Alexandria Real Estate Equities (ARE) derives its tenant income primarily from life science and technology clients rather than government agencies. According to their 2024 reports:

  • Top 20 tenants (investment-grade or publicly traded companies) generate 69% of annual rental revenue, with a weighted-average remaining lease term of 8.0 years (excluding ground leases) 2.

  • No specific percentage of revenue from government grants/agencies is disclosed in their filings, but sector breakdowns show 21% from life science, 17% from technology, and smaller allocations to professional services/finance 2.

Lease terms for ARE’s tenants typically include long-duration commitments, with development projects often securing leases 7–10 years before completion 1. The firm’s “mega campuses” account for 69% of its value-creation pipeline, emphasizing stable, private-sector clients 1.

Regarding potential impacts from federal budget cuts:

  • The leaked proposal targeting health agencies (e.g., FDA/CDC cuts) 6 would likely not directly affect ARE, as their tenant base isn’t heavily reliant on federal health agencies.

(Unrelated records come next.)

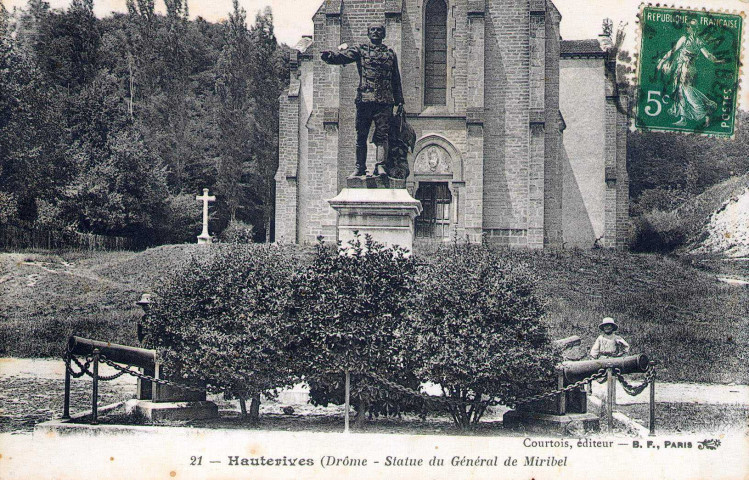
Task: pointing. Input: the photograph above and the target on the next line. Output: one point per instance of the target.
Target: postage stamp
(688, 72)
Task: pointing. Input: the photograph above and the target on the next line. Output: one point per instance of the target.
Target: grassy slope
(685, 226)
(695, 326)
(88, 294)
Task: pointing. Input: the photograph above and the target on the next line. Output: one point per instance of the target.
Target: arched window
(435, 53)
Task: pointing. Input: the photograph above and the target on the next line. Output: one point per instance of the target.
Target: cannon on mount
(570, 372)
(145, 359)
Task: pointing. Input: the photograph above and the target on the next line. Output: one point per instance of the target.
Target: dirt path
(57, 267)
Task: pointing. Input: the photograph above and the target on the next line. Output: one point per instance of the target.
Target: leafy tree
(220, 319)
(475, 328)
(349, 310)
(32, 124)
(123, 194)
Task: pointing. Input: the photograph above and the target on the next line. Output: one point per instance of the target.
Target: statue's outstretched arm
(346, 56)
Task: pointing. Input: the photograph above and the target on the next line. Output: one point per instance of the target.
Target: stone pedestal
(156, 411)
(369, 205)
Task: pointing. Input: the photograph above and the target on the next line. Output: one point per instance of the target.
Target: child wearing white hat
(609, 344)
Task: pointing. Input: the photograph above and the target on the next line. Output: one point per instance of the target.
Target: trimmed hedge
(253, 319)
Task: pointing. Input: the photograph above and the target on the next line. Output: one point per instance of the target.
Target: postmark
(688, 71)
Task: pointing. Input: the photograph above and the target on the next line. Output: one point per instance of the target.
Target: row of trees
(250, 319)
(112, 125)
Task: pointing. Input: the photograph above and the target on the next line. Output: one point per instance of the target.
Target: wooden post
(347, 403)
(66, 401)
(652, 406)
(95, 395)
(562, 401)
(610, 393)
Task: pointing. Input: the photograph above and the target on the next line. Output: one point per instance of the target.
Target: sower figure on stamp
(379, 91)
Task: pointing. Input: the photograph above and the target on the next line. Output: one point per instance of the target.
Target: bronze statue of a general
(379, 91)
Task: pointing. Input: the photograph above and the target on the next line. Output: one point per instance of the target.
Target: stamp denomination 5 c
(688, 72)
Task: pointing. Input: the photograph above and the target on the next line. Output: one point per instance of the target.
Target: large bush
(350, 308)
(221, 320)
(476, 330)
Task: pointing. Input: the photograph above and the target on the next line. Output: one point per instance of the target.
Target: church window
(434, 221)
(435, 53)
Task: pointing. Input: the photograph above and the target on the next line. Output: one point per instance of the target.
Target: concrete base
(173, 410)
(387, 214)
(546, 423)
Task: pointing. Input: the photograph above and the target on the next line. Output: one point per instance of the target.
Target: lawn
(672, 309)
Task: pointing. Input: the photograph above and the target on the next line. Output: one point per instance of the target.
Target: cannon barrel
(574, 371)
(139, 357)
(565, 343)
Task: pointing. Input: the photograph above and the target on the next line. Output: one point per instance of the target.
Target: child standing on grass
(608, 344)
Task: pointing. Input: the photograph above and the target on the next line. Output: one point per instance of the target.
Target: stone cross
(204, 237)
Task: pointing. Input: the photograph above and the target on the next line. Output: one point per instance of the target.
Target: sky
(293, 18)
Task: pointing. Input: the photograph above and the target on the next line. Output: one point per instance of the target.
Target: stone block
(387, 214)
(173, 410)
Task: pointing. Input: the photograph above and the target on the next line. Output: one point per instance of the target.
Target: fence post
(347, 406)
(652, 405)
(562, 401)
(95, 396)
(610, 394)
(66, 401)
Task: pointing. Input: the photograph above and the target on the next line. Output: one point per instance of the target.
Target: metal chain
(455, 402)
(160, 381)
(635, 390)
(85, 370)
(429, 399)
(534, 398)
(83, 367)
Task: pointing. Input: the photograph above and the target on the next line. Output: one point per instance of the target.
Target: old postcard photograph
(374, 239)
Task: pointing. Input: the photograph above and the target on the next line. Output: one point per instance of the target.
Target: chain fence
(433, 400)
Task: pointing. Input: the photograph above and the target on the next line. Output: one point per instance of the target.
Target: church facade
(521, 137)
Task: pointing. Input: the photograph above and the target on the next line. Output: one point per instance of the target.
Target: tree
(32, 126)
(220, 320)
(347, 311)
(235, 117)
(475, 328)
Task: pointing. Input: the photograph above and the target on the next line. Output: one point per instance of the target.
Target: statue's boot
(382, 153)
(361, 162)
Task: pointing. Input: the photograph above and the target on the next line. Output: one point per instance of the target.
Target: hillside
(46, 296)
(714, 222)
(679, 314)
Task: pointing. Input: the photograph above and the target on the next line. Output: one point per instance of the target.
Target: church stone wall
(506, 125)
(501, 126)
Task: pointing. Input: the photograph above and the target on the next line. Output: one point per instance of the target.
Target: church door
(434, 221)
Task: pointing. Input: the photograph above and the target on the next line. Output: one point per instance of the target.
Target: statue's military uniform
(379, 90)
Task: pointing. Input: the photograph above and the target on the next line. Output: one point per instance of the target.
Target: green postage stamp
(688, 72)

  • Indirect risks could arise if broader federal downsizing reduces demand in regions like Alexandria, VA, where the city’s economy partially depends on federal grants 4. However, ARE’s focus on life science clusters (e.g., Boston, San Francisco) and long-term leases insulates it from short-term federal volatility 1 2.

In summary, ARE’s revenue appears insulated from the specific federal health cuts mentioned, given its client mix and lease structures.